Known as Qhapaq Ñan, the Great Inca Road or the Andean Road System, this complex communication system of more than 6,000 kilometers and a network of roads stretching 35,000 kilometers, also reached parts of Argentina, Chile, Colombia and Ecuador.

Because of its extraordinary reach and cultural value, the United Nations Educational, Scientific and Cultural Organization (UNESCO) granted Qhapaq Ñan World Heritage status in 2014.

Large infrastructure works built in different stages, especially during the so-called Inca Empire, astonished Spanish colonizers, especially given the characteristics of the vast territory, with high mountains, tropical forests, deep valleys and extensive deserts.

According to researchers, the Qhapaq Ñan extended from north to south, with bridges, paths, trails and tunnels stretching along the Andes mountain range, for the transport of people, animals and agricultural products vital for the society and its defense.

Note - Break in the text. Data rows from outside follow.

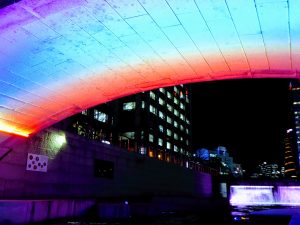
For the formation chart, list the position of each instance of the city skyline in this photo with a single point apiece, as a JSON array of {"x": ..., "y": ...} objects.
[{"x": 247, "y": 116}]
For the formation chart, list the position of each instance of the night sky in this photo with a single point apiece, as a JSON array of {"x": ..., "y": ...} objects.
[{"x": 247, "y": 116}]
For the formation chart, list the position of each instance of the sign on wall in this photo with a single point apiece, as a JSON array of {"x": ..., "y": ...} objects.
[{"x": 37, "y": 162}]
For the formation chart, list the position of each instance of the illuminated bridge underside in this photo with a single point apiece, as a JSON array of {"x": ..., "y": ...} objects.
[{"x": 58, "y": 57}]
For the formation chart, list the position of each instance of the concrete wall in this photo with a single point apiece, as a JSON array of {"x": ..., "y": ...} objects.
[{"x": 70, "y": 172}]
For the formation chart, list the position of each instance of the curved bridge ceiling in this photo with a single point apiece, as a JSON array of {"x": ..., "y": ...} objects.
[{"x": 58, "y": 57}]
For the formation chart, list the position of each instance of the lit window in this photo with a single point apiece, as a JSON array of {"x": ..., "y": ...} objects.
[
  {"x": 187, "y": 121},
  {"x": 176, "y": 113},
  {"x": 175, "y": 148},
  {"x": 161, "y": 128},
  {"x": 182, "y": 117},
  {"x": 169, "y": 95},
  {"x": 152, "y": 95},
  {"x": 169, "y": 132},
  {"x": 100, "y": 116},
  {"x": 181, "y": 127},
  {"x": 160, "y": 142},
  {"x": 169, "y": 120},
  {"x": 161, "y": 101},
  {"x": 175, "y": 136},
  {"x": 168, "y": 145},
  {"x": 129, "y": 135},
  {"x": 128, "y": 106},
  {"x": 175, "y": 123},
  {"x": 142, "y": 134},
  {"x": 151, "y": 137},
  {"x": 161, "y": 115},
  {"x": 182, "y": 106},
  {"x": 176, "y": 89},
  {"x": 152, "y": 109},
  {"x": 142, "y": 151}
]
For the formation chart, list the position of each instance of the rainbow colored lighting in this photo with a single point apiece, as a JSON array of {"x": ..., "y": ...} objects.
[{"x": 58, "y": 58}]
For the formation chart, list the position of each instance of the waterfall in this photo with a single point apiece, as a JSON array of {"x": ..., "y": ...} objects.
[{"x": 264, "y": 195}]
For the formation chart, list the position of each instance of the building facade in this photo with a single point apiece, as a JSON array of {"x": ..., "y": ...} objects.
[
  {"x": 156, "y": 123},
  {"x": 290, "y": 156},
  {"x": 292, "y": 140}
]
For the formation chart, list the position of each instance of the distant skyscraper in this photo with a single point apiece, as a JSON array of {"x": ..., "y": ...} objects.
[
  {"x": 293, "y": 136},
  {"x": 156, "y": 123},
  {"x": 290, "y": 158}
]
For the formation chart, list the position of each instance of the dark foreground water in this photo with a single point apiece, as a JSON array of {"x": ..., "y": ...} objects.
[{"x": 221, "y": 215}]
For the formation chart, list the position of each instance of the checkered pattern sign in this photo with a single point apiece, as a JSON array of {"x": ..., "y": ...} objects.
[{"x": 37, "y": 162}]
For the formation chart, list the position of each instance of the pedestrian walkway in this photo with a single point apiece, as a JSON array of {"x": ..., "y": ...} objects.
[{"x": 291, "y": 216}]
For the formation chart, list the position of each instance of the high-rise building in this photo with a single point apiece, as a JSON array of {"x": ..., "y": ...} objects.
[
  {"x": 290, "y": 158},
  {"x": 156, "y": 123},
  {"x": 294, "y": 135}
]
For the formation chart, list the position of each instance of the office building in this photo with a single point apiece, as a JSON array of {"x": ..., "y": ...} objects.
[
  {"x": 156, "y": 123},
  {"x": 293, "y": 137}
]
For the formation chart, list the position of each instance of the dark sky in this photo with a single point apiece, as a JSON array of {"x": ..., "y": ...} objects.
[{"x": 247, "y": 116}]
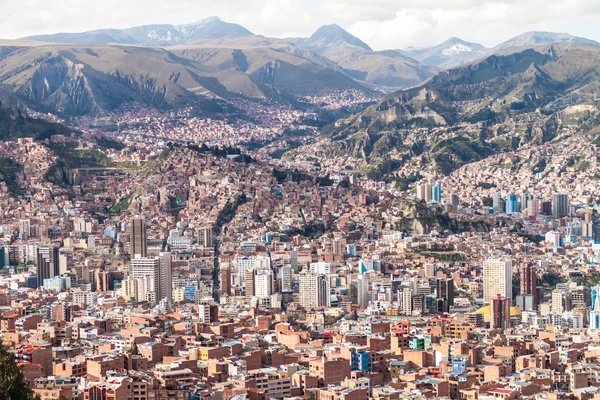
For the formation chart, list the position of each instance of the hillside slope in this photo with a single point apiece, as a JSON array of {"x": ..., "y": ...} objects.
[{"x": 462, "y": 115}]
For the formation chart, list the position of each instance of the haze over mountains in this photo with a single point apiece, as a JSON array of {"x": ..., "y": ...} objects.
[
  {"x": 152, "y": 35},
  {"x": 169, "y": 65}
]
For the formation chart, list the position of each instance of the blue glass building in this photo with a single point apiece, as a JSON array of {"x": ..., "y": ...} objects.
[
  {"x": 512, "y": 204},
  {"x": 361, "y": 361}
]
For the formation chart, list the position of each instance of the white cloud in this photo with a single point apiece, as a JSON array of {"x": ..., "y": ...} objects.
[{"x": 382, "y": 24}]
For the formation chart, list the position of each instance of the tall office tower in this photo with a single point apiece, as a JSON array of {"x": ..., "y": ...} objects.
[
  {"x": 263, "y": 283},
  {"x": 560, "y": 205},
  {"x": 360, "y": 291},
  {"x": 205, "y": 237},
  {"x": 154, "y": 275},
  {"x": 249, "y": 280},
  {"x": 595, "y": 312},
  {"x": 512, "y": 204},
  {"x": 24, "y": 229},
  {"x": 497, "y": 279},
  {"x": 339, "y": 247},
  {"x": 445, "y": 291},
  {"x": 129, "y": 288},
  {"x": 421, "y": 192},
  {"x": 48, "y": 265},
  {"x": 534, "y": 207},
  {"x": 287, "y": 280},
  {"x": 165, "y": 277},
  {"x": 529, "y": 282},
  {"x": 526, "y": 200},
  {"x": 428, "y": 192},
  {"x": 562, "y": 301},
  {"x": 594, "y": 294},
  {"x": 454, "y": 200},
  {"x": 436, "y": 193},
  {"x": 500, "y": 312},
  {"x": 60, "y": 311},
  {"x": 429, "y": 270},
  {"x": 320, "y": 268},
  {"x": 138, "y": 237},
  {"x": 100, "y": 280},
  {"x": 405, "y": 301},
  {"x": 497, "y": 202},
  {"x": 315, "y": 290},
  {"x": 587, "y": 230},
  {"x": 225, "y": 280}
]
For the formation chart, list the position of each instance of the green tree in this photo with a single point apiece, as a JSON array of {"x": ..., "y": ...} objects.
[{"x": 12, "y": 381}]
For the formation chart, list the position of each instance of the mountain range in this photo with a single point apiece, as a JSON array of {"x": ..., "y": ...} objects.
[
  {"x": 467, "y": 113},
  {"x": 151, "y": 35},
  {"x": 170, "y": 65}
]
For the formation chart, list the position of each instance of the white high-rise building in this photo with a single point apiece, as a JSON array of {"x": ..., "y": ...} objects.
[
  {"x": 405, "y": 301},
  {"x": 251, "y": 263},
  {"x": 287, "y": 279},
  {"x": 263, "y": 283},
  {"x": 154, "y": 275},
  {"x": 24, "y": 229},
  {"x": 553, "y": 238},
  {"x": 320, "y": 268},
  {"x": 362, "y": 291},
  {"x": 165, "y": 277},
  {"x": 497, "y": 279},
  {"x": 315, "y": 290}
]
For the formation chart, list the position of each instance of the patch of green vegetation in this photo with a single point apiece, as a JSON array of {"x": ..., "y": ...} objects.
[
  {"x": 228, "y": 212},
  {"x": 14, "y": 123},
  {"x": 107, "y": 143},
  {"x": 82, "y": 158},
  {"x": 540, "y": 166}
]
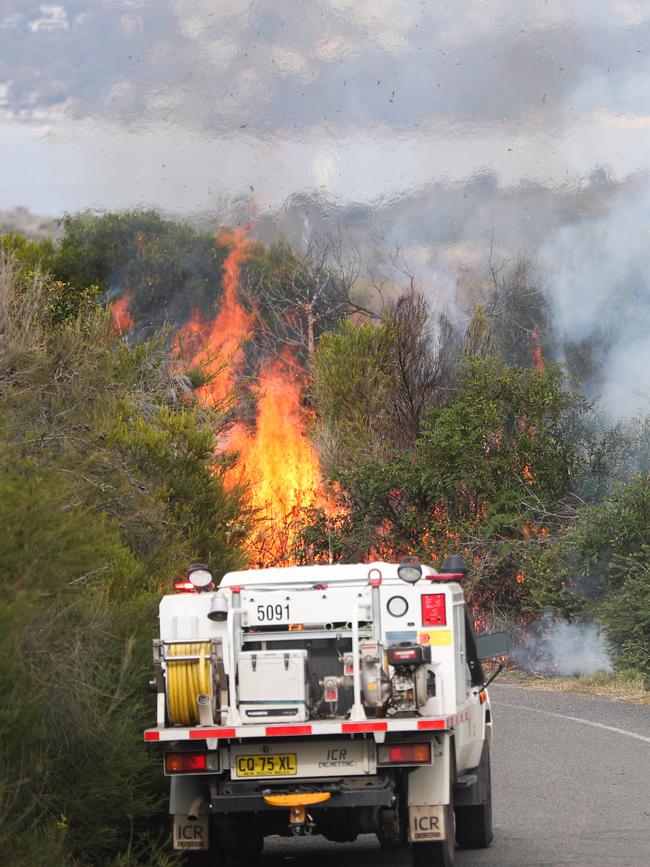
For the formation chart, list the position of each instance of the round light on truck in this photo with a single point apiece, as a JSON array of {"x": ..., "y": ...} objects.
[
  {"x": 397, "y": 606},
  {"x": 199, "y": 576},
  {"x": 219, "y": 608},
  {"x": 410, "y": 572}
]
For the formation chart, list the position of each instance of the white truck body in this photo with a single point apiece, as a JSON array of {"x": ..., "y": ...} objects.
[{"x": 343, "y": 682}]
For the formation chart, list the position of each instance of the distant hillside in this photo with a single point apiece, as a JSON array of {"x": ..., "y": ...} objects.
[{"x": 22, "y": 220}]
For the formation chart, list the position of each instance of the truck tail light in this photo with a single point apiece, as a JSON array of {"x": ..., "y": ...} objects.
[
  {"x": 434, "y": 612},
  {"x": 404, "y": 754},
  {"x": 186, "y": 763}
]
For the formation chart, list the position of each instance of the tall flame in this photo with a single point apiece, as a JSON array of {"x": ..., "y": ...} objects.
[
  {"x": 538, "y": 358},
  {"x": 122, "y": 318},
  {"x": 277, "y": 463},
  {"x": 217, "y": 345}
]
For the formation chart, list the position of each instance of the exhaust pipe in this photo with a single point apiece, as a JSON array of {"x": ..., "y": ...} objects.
[{"x": 195, "y": 808}]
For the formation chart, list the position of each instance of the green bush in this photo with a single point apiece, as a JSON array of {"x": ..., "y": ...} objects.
[{"x": 108, "y": 487}]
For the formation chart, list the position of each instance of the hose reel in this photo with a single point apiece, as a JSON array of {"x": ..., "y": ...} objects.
[{"x": 189, "y": 675}]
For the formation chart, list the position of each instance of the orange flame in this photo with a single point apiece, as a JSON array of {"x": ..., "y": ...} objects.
[
  {"x": 217, "y": 346},
  {"x": 277, "y": 463},
  {"x": 122, "y": 319},
  {"x": 538, "y": 358}
]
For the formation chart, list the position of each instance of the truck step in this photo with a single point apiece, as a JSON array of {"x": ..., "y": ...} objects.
[{"x": 465, "y": 781}]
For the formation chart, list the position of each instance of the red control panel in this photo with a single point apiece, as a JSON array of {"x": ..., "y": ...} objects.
[{"x": 433, "y": 609}]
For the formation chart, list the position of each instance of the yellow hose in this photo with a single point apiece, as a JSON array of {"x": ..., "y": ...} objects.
[{"x": 186, "y": 680}]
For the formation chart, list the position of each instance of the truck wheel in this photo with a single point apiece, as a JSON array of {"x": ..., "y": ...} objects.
[
  {"x": 474, "y": 823},
  {"x": 437, "y": 854}
]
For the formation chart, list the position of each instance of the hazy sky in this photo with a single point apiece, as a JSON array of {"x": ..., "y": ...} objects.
[
  {"x": 450, "y": 123},
  {"x": 178, "y": 103}
]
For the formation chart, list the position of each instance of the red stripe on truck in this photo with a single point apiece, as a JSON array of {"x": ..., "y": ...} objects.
[
  {"x": 431, "y": 724},
  {"x": 351, "y": 728},
  {"x": 201, "y": 734},
  {"x": 279, "y": 731}
]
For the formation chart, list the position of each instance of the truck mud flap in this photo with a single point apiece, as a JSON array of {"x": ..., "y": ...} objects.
[
  {"x": 191, "y": 832},
  {"x": 428, "y": 824}
]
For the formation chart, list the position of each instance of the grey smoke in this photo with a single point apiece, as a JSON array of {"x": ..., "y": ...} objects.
[
  {"x": 598, "y": 277},
  {"x": 563, "y": 649}
]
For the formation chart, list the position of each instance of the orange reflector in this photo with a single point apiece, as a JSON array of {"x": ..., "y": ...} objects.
[
  {"x": 185, "y": 763},
  {"x": 404, "y": 754},
  {"x": 300, "y": 799}
]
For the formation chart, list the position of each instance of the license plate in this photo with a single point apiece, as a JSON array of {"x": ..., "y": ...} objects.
[{"x": 278, "y": 765}]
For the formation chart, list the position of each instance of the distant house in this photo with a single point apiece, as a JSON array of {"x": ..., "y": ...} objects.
[{"x": 51, "y": 18}]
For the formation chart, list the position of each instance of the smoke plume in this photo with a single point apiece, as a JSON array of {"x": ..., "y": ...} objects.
[{"x": 563, "y": 649}]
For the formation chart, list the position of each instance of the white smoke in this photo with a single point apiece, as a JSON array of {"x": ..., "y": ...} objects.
[
  {"x": 598, "y": 272},
  {"x": 564, "y": 649}
]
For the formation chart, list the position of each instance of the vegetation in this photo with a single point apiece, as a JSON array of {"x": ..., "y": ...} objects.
[
  {"x": 436, "y": 440},
  {"x": 107, "y": 489}
]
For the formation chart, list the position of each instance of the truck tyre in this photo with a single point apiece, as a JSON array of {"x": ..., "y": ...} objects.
[
  {"x": 474, "y": 823},
  {"x": 437, "y": 854}
]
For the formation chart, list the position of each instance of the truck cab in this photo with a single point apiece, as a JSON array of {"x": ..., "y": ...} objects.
[{"x": 335, "y": 700}]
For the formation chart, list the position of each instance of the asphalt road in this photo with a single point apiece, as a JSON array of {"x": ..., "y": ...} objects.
[{"x": 571, "y": 786}]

Today, the Central Bi-oceanic Railway Corridor (CBRC) megaproject is planned to run from east to west, joining Santos and Campo Grande (Brazil), Puerto Suárez, Cochabamba and La Paz (Bolivia) and Ilo (Peru).

The project, which has the full support of the Union of South American Nations (Unasur), covers more than 3,000 kilometers, 1,700 of which will pass through Bolivian territory. Bolivia’s President Evo Morales described the work as the Qhapaq Ñan of the 21st century, and compared it to the Panama Canal.

During a recent visit to Sucre, Bolivia, Peruvian President Pedro Pablo Kuczynski agreed to work together with the Bolivian president to drive forward the strategic project and assured that Peru is open to integration with Bolivia.

The economies of the countries involved will be strengthened with the project, which includes the construction of a megaport in Ilo, southern Peru, of particular interest to Bolivia for its imports and exports since, like Paraguay, the Andean nation has no coastline.

Experts from various countries are advancing preliminary engineering, market, strategy and environmental studies, in order to begin to construct the railroad, which will eventually be a double-track railway for electric trains.

Some sources estimate that, if the schedule is met, the bi-oceanic railway could transport 10 million tons of cargo in 2021 and 24 million tons by 2055.

Experts believe that the rail corridor, which could be linked with waterways in the La Plata and Amazon River basins, will transform the geopolitical profile of South America and will be a key factor for continental integration.

News agency Prensa Latina reports that the project will imply a strategic advance in the integration of the region and will benefit six South American countries in a general sense: Bolivia, Peru, Brazil, Paraguay, Uruguay and Argentina; with railway branches linking to the last three.

Among the important reasons for Unasur’s support for the project are that shipments departing from Puerto Santos in Brazil toward Asia must currently travel for 67 days and 13 hours, over a distance of 25,918 kilometers, through the Panama Canal.

Likewise, shipments that depart this Brazilian port headed for Asia via Cape Horn, around the southernmost tip of South America, take 58 days and must travel 22,661 kilometers.

Once the Central Bi-oceanic Railway Corridor is built, cargo transported to Shanghai (China) from Brazil, through Bolivia to the Peruvian port of Ilo, will take just 38 days to arrive, traveling a distance of 18,651 kilometers, representing significant savings.